As I pulled into my assigned drop-off lane, the principal – under coat and umbrella – greeted the children with a smile and helped usher them on their way. Normally when I consider the role and responsibility of a building leaders, I think of mentoring teachers and providing instructional feedback. I think of managing budgets and dealing with student discipline. There are state meetings and building meetings and administrative district meetings and forms, forms, forms. Also, there is the follow up with parents about action for student needs, times 500. This seems, to me, to be the work of school administration, to keep things moving ahead. But here, if not in all buildings, part of the work of leading is standing under an umbrella for an hour to get kids in the door. I have to wonder if, at times, it seems that we could make better use of this leader’s time by hiring out the task. Then again, perhaps opening car doors helps keep us grounded in the why we go to those administration meetings and balance building budgets. I’m not sure how or why the principal became the one who has to be patient with my fancy automatic doors that won’t open unless I’m in park, but I was grateful that someone cares enough to greet my kids on arrival. Without words, my kids know they’re welcomed here.

In leaving the drop-off, on previous days I turned right toward St. Pete’s and thought maybe that was a poor decision. Today I made the mistake of trying to turn left onto Warpole from Finley Street, so I had a solid 5 minutes of reflection on the art of child transportation (before I gave up, turned right and went around the block.)

While waiting, I encountered several buses finishing their work of fetching and delivering children. Now, make no mistake: on my list of Top 5 Jobs I Don’t Want is bus driver (along with kindergarten teacher). I watched these buses complete their given task of safely shuttling kids so they can have a day full of learning, no matter the transportational situation of their parents, and I was overwhelmed with gratitude. The drivers, and the school system, are providing for us. Perhaps normal people don’t see driving a diesel as a radical act of care and nurture, but to me this morning, it most certainly was. What a message this act can send to a child: you mean so much, and your education is of such value, that we will come and get you, and then take you home.

On my little around-the-block detour, I drove by the city police making his rounds. We can choose to think, “goodness, in this traffic? Now?” to his patrol route. But this morning, I thought, “Wow, our children are safe.” Beyond the district, the community is protecting our children, keeping drivers accountable to going slow, reminding us to proceed with caution, because these little feet and legs that might sprint across the street, they matter to us all.

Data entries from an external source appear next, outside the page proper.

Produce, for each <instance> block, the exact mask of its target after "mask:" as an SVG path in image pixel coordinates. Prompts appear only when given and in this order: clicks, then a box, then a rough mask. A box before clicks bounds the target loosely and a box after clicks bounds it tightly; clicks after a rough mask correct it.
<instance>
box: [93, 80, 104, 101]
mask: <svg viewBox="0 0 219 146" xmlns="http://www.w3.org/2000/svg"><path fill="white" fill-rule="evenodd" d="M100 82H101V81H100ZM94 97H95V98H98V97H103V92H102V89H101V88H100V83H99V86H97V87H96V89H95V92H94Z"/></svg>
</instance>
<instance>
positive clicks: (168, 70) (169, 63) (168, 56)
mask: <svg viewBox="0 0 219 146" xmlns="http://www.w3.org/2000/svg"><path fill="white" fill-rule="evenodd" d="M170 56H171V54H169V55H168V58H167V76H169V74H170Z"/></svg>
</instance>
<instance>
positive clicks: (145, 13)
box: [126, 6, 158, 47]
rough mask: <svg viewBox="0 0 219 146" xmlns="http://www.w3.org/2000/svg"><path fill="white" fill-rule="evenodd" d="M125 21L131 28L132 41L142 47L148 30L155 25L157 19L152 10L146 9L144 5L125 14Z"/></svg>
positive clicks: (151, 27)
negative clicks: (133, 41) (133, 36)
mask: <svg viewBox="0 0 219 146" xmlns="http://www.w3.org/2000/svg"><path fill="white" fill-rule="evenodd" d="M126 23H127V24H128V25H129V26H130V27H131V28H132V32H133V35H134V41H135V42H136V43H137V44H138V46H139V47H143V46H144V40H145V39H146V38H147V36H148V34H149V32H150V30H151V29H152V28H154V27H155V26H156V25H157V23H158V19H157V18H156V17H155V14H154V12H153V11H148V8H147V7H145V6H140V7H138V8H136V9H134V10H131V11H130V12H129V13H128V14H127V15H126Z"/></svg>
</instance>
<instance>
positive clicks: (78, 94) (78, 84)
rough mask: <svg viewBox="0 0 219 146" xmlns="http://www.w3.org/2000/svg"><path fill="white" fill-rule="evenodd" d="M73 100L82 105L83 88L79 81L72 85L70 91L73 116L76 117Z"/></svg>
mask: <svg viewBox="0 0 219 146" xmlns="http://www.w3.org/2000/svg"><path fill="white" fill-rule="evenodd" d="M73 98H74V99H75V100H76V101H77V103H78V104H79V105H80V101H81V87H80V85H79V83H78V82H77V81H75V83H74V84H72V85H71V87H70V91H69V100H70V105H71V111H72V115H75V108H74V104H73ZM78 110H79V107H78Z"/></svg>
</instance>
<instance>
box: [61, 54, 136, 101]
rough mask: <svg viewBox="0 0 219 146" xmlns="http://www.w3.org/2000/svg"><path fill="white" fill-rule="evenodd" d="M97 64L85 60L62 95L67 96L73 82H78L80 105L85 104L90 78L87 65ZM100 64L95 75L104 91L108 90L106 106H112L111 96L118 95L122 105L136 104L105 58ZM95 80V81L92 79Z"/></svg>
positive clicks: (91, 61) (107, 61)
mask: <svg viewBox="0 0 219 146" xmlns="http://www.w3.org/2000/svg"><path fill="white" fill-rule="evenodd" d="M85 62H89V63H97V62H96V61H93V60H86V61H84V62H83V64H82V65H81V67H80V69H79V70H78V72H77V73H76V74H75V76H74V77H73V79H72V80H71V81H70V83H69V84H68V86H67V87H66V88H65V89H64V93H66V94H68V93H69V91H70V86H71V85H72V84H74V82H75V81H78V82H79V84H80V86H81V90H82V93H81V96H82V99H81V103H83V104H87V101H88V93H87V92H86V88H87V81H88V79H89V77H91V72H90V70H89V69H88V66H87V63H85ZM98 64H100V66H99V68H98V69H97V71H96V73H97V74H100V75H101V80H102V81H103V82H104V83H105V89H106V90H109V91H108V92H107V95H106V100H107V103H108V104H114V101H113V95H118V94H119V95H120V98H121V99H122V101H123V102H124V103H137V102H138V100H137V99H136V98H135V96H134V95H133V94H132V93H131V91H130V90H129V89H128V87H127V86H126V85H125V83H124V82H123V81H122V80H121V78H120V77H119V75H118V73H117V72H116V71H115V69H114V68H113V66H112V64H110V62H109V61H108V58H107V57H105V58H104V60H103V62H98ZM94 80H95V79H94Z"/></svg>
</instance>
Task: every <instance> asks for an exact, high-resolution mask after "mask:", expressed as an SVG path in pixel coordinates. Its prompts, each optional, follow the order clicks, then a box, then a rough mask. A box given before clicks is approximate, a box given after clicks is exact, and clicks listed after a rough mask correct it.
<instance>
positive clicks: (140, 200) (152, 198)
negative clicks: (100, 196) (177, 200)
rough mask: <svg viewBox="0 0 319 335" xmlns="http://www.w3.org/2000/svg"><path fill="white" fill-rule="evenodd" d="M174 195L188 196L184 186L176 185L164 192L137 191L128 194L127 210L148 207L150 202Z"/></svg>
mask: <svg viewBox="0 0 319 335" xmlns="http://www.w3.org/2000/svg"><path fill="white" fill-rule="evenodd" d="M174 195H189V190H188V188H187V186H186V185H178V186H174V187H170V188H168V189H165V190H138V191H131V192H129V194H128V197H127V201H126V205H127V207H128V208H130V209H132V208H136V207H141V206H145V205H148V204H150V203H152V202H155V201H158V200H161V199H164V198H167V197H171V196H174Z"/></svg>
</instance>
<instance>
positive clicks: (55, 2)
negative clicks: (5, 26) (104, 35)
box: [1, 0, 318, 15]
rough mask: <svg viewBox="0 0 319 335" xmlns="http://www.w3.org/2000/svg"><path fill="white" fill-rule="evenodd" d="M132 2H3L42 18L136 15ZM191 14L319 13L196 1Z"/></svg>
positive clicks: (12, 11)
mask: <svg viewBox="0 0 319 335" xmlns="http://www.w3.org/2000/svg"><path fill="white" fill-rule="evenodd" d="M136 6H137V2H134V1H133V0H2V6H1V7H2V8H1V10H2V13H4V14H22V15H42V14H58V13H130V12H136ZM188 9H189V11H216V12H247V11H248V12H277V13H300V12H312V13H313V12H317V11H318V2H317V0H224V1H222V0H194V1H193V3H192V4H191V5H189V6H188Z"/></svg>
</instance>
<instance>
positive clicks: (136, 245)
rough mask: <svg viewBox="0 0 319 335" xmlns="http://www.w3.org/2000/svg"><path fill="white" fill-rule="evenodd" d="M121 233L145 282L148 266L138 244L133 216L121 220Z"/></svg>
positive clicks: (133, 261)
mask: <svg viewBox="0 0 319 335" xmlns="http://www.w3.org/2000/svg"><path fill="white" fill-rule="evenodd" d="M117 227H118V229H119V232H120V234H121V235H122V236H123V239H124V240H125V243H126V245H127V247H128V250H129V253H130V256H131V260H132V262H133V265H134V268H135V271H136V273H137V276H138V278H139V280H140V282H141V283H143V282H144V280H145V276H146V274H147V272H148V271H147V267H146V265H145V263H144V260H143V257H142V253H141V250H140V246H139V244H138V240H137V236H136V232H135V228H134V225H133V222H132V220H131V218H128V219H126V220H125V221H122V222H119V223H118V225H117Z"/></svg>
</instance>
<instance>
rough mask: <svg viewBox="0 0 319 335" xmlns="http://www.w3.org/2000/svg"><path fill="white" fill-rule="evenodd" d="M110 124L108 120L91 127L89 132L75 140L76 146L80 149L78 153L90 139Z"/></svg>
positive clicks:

Driving out of town, I see the lights on in the many homes of families doing what we do every day. Getting kids ready, reminding them to eat, finding the lost library book, arguing over appropriate footwear, just trying to get out the door. There is a oneness behind these common acts of care. We’re all the same, trying to love and live the best or maybe only way we know.

A community is much more than a town you live in or the people you repeatedly see on your path. It’s the fabric that holds the patterns you see, even when you see them so often that the patterns appear invisible. A community interweaves our roles, blending people and institutions,  keeping the world moving forward. It’s the way the city police support the school, and the way the school supports the family. A community is in busing patterns and patrols as much as it is in the librarian’s face as she helps you find the free-to-you materials you want to borrow.

I’ve been appreciative of my community, especially when we fall into times of distress.  But this morning wasn’t stressful. It was the regularity of it all that made my eyes water. These people opening doors, driving buses, and patrolling side streets do it every day, whether I recognize the need for it or not. They see what needs to happen to support learning and thriving in our community, so they make it happen, even when I don’t understand or acknowledge it. So much happens behind the scenes to make my rights realized, my privileges a part of my routine.